Caminha, sem direcção definida. Passo após passo, durante segundos, minutos, horas. Não tem noção do tempo. À sua volta existe apenas nevoeiro. Poderia ter andado apenas uns metros ou uma dezena de quilometros. Não sabe. Não sente cansaço sequer. Não faz sentido. Nada faz sentido. Suspira. Pergunta em voz alta sem esperar uma resposta.
- Onde estou?
E não esperando uma resposta, foi apanhado de surpresa quando a recebeu.
- Estás aqui.
A voz vinha de dentro do nevoeiro, aparentemente poucos metros à sua frente. Não se sentia ameaçado ou em perigo. A voz era grave, quase melódica. Bastante semelhante à sua própria na verdade.
- Mostra-te.
O nevoeiro pareceu responder à sua ordem, desvanecendo da sua frente, dissipando-se o suficiente para lhe permitir ver uma figura vestida de negro, roupas largas, aparentemente da mesma estatura que ele, o capuz do longo casaco escondendo-lhe o rosto.
- Quem és tu?
A mesma voz respondeu-lhe após um longo suspiro.
- Já te esqueceste? Eu sei bem que há muito não temos contacto. Mas tu sabes quem eu sou. Só tu sabes quem eu sou.
Sim. Ele sabe, sem saber. Ele conhece aquela voz, e aquele porte, e aquele gosto estranho para roupas, e aquele irritante hábito de falar por enigmas. Sempre soube. Conhece aquela etérea figura desde sempre. Desde que se recorda de si, recorda-se dele. Sempre esteve lá. Aparecia nos momentos mais estranhos. Normalmente sempre quando ele mais precisava de ajuda, quando ele se sentia só e desamparado e perdido.
- Onde estamos?
- Em lado nenhum. Em todo o lado. Onde queres estar?
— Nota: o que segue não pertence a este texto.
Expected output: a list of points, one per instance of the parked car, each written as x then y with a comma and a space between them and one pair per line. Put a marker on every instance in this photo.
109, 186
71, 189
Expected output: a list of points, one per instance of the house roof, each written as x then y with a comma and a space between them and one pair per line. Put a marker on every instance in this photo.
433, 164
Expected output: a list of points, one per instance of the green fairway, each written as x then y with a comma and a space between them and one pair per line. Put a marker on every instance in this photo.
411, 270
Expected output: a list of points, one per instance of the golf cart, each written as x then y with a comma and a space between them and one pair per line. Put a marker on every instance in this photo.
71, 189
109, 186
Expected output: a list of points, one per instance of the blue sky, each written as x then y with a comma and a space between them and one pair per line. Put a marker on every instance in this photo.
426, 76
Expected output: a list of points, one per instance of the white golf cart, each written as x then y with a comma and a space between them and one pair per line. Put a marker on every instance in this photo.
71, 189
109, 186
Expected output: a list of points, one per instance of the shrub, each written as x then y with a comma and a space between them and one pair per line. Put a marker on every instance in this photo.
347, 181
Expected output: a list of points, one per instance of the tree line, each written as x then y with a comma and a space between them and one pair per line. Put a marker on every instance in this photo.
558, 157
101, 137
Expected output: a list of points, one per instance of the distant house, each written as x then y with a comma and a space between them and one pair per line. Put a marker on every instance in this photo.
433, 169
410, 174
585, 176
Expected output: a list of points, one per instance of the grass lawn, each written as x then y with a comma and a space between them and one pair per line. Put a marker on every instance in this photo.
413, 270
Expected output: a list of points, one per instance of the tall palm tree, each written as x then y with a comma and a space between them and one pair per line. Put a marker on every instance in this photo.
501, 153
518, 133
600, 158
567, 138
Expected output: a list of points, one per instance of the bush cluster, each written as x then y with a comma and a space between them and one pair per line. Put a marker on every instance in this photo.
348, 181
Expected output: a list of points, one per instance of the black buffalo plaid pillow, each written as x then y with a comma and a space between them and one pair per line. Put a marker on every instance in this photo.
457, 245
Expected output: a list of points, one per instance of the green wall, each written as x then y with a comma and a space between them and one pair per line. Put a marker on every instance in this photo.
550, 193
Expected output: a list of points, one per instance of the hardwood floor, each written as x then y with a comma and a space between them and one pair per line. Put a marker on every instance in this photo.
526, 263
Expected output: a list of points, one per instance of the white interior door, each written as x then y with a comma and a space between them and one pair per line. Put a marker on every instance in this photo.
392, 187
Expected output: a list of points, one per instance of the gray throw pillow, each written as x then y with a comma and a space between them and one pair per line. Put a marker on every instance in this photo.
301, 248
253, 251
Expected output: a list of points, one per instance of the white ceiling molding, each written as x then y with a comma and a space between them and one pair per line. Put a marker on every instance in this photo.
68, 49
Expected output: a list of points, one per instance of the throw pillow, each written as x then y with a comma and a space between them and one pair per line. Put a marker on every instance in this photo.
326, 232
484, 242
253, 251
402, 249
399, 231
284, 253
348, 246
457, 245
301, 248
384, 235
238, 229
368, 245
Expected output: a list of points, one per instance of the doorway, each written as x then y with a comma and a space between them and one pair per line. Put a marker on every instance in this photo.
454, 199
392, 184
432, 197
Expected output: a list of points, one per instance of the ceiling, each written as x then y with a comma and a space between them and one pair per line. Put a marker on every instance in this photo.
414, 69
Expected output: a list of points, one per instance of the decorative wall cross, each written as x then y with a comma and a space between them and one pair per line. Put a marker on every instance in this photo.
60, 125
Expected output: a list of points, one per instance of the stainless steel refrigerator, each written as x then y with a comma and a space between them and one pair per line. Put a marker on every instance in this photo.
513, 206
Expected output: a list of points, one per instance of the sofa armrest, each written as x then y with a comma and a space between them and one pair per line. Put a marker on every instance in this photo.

- Que raios queres dizer com onde quero estar?
- Vá lá, responde. Onde queres tu estar?
- Neste momento? Não sei.
- Exacto. Como não sabes, não estamos em lugar nenhum. Poderíamos estar num lugar onde quisesses estar.
Ele não responde. Inspira fundo. O ar tem um odor sulfúrico, leve mas presente.
- Não é muito relevante onde estamos, pois não?
- Para mim nunca foi. Para ti, as vezes é. Acho que agora não é uma dessas vezes, ou estaríamos lá.
O homem à sua frente dá dois passos na direcção dele, removendo o capuz. O rosto é esguio, magro, tem olheiras profundas debaixo dos olhos castanhos escuros, quase negros. Aparenta ter uns 20 anos, talvez um ou dois mais. O cabelo cinzento prateado cai-lhe sobre o olho esquerdo numa mecha única, o restante apanhado atrás da cabeça num rabo de cavalo que cai pouco abaixo dos ombros. Estende-lhe a mão e espera que ele a tome num aperto de mão que ele demora momentos a retribuir. Na verdade nem sabe bem porque o faz. Acaba por questiona-lo.
- Porquê a formalidade?
- Deve-se sempre cumprimentar um Homem.
Há enfase na palavra homem, um reforço que ele não esperava.
- Agora sou um homem, é?
- Para mim, sim. E um homem merece um bom aperto de mão.
- Nunca o tinhas feito antes.
- Presumo que não precise de te explicar isso.
- Acho que não. Desapareceste. Há anos que não tínhamos contacto.
- Sim. Passaram anos.
- Estás com ar de quem não dorme há uma semana.
- Não te preocupes com isso. Diz-me, como te sentes?
- Além da confusão de não ter a porcaria de ideia nenhuma de onde estou ou como vim aqui parar? E do desejo de estar em casa, na minha cama?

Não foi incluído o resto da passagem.